Taking a high frequency pulse of rivers: the new wave of water-quality and pollution checks to support integrated real-time river basin management.

Urban water pollution and quality concerns within densely populated river catchments are amongst the most pressing environmental and public health challenges faced by societies on the planet, impacting ecosystem functioning and water and food security. Recent advances in field-based environmental analytical monitoring capacity have yielded first insights into the highly dynamic behaviour of water pollution problems in urban and peri-urban places.

These include the identification of hotspots, as areas of increased pollution levels and hot moments, as periods of intensive pollution, that over-proportionally affect catchment water quality. However, the relative importance of these pollution hotspots and hot moments as well as the conditions that cause this behaviour have yet to be determined.

We are currently experiencing a technological revolution in environmental monitoring, changing paradigms in water quality and pollution sensing to new frontiers that open unprecedented opportunities for taking the pulse of water quality extremes in complex landscapes. Instead of taking water samples in the field and transporting them back into the laboratory for subsequent analysis, the recent sensor revolution enables the monitoring of water quality in-situ, that is, in real-time and directly where it occurs.

These technological advances enable to more adequately capture the event characteristics of dynamic flow and pollution events, including water quality extremes. Recent interdisciplinary research has also triggered the development of useful metrics for the identification of pollution source zone activation in river basins.

This project will work at the forefront of these developments to directly improve the way we detect, monitor, and prevent pollution of urban rivers.
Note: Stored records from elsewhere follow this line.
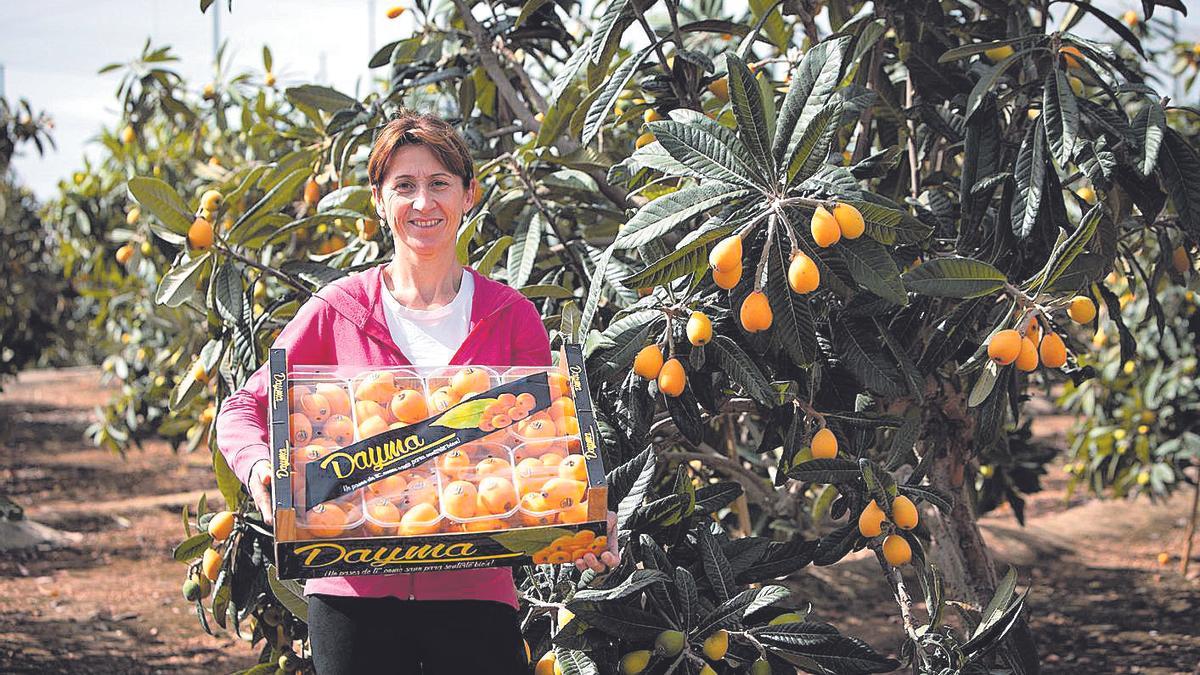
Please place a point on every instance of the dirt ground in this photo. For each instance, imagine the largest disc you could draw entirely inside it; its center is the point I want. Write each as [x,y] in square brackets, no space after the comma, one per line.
[109,602]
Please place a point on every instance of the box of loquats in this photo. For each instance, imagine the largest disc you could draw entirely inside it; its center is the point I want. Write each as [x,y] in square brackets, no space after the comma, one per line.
[385,470]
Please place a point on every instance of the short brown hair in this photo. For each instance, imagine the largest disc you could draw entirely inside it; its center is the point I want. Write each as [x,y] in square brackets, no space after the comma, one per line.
[417,129]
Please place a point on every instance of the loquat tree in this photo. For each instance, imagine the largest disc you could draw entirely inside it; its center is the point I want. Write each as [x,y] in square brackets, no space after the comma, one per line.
[815,267]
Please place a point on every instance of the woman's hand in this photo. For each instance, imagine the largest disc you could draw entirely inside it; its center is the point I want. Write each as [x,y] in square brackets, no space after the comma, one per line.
[261,490]
[607,559]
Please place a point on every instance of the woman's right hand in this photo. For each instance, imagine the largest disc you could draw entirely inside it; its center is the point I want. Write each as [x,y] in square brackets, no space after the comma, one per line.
[261,490]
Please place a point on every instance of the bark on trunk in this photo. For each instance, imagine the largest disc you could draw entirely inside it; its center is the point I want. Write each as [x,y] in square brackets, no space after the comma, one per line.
[963,556]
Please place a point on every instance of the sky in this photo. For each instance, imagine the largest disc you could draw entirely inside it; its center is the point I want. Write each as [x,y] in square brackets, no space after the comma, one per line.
[52,49]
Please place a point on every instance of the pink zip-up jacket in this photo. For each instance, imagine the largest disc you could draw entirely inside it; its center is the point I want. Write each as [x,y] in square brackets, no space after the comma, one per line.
[343,323]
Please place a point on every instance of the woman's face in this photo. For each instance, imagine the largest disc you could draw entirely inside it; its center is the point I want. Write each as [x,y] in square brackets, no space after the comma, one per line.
[421,201]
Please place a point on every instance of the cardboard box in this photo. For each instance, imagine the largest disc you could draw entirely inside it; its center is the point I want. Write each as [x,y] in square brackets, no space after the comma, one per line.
[385,470]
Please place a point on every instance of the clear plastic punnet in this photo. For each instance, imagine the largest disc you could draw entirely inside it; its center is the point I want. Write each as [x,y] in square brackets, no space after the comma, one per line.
[447,459]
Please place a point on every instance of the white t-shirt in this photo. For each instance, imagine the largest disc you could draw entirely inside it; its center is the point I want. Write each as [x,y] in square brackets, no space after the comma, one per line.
[431,336]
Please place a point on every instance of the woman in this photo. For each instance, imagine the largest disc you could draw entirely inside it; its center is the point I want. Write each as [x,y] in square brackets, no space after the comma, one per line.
[423,309]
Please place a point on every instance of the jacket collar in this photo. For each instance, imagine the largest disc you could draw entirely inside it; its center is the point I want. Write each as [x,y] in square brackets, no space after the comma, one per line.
[363,305]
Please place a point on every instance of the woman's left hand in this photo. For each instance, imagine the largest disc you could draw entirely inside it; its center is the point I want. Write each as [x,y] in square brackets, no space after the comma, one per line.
[607,559]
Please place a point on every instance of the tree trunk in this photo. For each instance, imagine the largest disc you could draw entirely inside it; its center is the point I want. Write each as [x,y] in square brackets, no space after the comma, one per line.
[963,556]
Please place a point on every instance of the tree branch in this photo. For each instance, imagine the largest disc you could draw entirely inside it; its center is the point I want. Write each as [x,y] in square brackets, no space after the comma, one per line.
[491,64]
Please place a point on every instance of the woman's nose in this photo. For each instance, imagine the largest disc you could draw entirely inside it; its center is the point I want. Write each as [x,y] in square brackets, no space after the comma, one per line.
[420,198]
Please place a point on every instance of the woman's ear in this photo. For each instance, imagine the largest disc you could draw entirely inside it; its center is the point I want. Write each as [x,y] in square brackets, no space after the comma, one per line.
[377,202]
[473,193]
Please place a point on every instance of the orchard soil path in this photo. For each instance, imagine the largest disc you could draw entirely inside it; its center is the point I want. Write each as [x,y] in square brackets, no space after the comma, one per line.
[111,602]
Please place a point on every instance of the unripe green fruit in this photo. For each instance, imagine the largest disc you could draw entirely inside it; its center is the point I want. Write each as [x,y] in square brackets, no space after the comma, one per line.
[670,643]
[717,644]
[205,585]
[289,662]
[635,662]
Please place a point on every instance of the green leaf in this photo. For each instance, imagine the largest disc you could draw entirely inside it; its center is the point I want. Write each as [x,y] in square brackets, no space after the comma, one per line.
[873,267]
[655,156]
[352,198]
[1147,130]
[826,471]
[887,222]
[466,234]
[465,414]
[675,264]
[574,662]
[637,487]
[288,592]
[612,87]
[779,31]
[228,292]
[1031,167]
[820,647]
[528,10]
[227,481]
[179,284]
[748,108]
[717,566]
[729,614]
[954,278]
[222,593]
[622,621]
[595,288]
[814,79]
[742,369]
[321,97]
[862,356]
[568,73]
[811,149]
[661,215]
[161,201]
[984,384]
[1061,115]
[523,254]
[192,548]
[630,585]
[967,51]
[999,602]
[717,156]
[792,332]
[276,197]
[487,262]
[1065,254]
[988,83]
[546,291]
[1180,168]
[558,117]
[528,541]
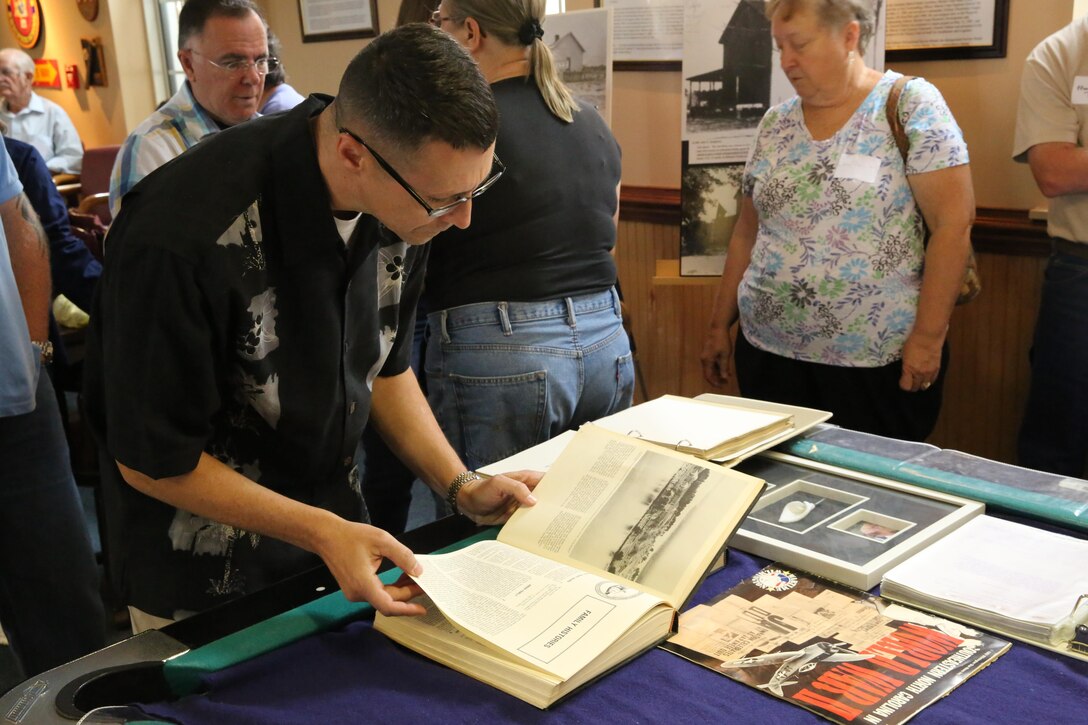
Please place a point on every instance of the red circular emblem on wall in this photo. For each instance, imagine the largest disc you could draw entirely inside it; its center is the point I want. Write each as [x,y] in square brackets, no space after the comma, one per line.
[25,20]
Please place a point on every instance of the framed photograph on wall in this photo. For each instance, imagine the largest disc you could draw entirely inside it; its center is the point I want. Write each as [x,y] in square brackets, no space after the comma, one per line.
[922,29]
[335,20]
[709,207]
[840,524]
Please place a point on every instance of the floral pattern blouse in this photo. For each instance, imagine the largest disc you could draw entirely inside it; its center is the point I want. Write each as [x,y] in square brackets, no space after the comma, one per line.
[837,263]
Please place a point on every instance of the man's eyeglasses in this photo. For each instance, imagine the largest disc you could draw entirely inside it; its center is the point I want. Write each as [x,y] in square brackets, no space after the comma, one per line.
[437,19]
[262,65]
[496,171]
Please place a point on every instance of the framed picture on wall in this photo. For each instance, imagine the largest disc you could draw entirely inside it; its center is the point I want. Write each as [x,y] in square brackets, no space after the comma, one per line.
[922,29]
[840,524]
[335,20]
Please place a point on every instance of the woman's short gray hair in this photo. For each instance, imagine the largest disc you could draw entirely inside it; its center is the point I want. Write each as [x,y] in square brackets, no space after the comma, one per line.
[832,14]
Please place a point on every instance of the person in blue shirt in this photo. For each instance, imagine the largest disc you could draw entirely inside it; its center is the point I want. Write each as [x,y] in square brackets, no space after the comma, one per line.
[50,605]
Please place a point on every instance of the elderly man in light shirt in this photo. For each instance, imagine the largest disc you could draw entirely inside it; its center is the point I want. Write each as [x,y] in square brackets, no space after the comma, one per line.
[34,120]
[222,46]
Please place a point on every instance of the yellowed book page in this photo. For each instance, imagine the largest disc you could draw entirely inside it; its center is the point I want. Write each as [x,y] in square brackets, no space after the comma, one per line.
[685,424]
[554,616]
[634,511]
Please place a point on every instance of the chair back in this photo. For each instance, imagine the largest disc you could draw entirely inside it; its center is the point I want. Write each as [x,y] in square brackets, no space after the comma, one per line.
[95,180]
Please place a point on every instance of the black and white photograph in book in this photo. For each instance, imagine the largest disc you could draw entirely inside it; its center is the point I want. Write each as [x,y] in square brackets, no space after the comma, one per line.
[709,205]
[651,539]
[839,524]
[581,46]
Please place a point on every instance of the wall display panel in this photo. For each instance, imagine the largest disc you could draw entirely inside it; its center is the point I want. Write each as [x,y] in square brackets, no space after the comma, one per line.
[334,20]
[947,29]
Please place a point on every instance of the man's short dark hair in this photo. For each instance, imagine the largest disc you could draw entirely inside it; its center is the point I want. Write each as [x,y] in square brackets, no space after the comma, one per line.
[196,13]
[416,84]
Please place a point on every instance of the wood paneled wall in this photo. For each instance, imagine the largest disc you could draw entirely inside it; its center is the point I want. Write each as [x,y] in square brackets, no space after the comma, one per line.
[989,339]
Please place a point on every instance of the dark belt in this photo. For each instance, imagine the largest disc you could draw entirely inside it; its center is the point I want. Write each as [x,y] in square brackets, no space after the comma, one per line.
[1066,247]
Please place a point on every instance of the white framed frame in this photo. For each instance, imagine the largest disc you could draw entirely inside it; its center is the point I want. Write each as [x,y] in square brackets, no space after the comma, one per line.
[902,519]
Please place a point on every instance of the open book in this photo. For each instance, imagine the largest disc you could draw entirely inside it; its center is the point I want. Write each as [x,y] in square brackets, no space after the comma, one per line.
[622,533]
[1014,579]
[714,431]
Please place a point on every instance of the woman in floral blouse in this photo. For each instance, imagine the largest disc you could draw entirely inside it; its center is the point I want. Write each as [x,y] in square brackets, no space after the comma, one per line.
[840,305]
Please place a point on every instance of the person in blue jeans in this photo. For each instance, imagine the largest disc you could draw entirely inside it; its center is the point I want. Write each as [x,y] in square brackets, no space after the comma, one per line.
[50,605]
[524,335]
[1051,137]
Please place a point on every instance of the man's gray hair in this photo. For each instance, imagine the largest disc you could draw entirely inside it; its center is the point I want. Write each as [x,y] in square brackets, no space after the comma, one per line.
[21,58]
[196,13]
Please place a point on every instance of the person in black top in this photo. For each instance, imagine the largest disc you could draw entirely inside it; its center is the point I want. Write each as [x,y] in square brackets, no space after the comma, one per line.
[247,326]
[526,335]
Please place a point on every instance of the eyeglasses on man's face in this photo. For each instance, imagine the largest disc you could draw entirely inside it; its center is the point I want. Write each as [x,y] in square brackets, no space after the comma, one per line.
[262,65]
[437,19]
[496,171]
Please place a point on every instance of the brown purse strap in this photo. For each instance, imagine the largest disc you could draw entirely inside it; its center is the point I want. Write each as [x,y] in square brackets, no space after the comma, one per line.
[891,110]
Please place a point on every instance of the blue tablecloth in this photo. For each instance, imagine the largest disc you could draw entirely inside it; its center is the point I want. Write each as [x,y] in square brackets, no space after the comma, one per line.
[355,675]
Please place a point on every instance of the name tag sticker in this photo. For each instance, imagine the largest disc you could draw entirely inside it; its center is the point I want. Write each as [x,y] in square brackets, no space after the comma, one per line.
[1080,90]
[855,166]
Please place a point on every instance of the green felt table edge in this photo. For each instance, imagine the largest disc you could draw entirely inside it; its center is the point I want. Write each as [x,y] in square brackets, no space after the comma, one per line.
[185,673]
[1037,505]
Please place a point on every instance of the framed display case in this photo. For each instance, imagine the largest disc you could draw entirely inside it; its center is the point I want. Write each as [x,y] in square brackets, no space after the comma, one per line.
[333,20]
[842,525]
[920,29]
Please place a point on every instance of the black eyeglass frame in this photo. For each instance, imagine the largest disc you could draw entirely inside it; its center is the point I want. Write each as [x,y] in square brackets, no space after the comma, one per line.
[437,19]
[497,169]
[271,63]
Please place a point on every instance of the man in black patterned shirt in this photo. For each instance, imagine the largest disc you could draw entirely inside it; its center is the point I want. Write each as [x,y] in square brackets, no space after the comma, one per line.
[247,326]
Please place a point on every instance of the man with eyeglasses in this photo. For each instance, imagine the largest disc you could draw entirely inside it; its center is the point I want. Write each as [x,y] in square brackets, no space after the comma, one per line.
[35,120]
[223,49]
[257,308]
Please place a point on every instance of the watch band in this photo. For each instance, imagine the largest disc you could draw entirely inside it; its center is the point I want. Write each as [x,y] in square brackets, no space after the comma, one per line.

This PhD project will pioneer the combined and integrated development of novel types of water quality sensor networks and numerical models of in order improve the mechanistic understanding of the evolution of source area activation along urban-rural gradients.

It will therefore push current paradigms in in-situ water quality monitoring technologies (such as absorbance and fluorescence probes, as well as river basin scale water quality monitoring in order to identify event-based dynamics of pollution sources (Figure 1 right). The findings of this study will directly support the development of more evidence-based prediction and management of river basin management.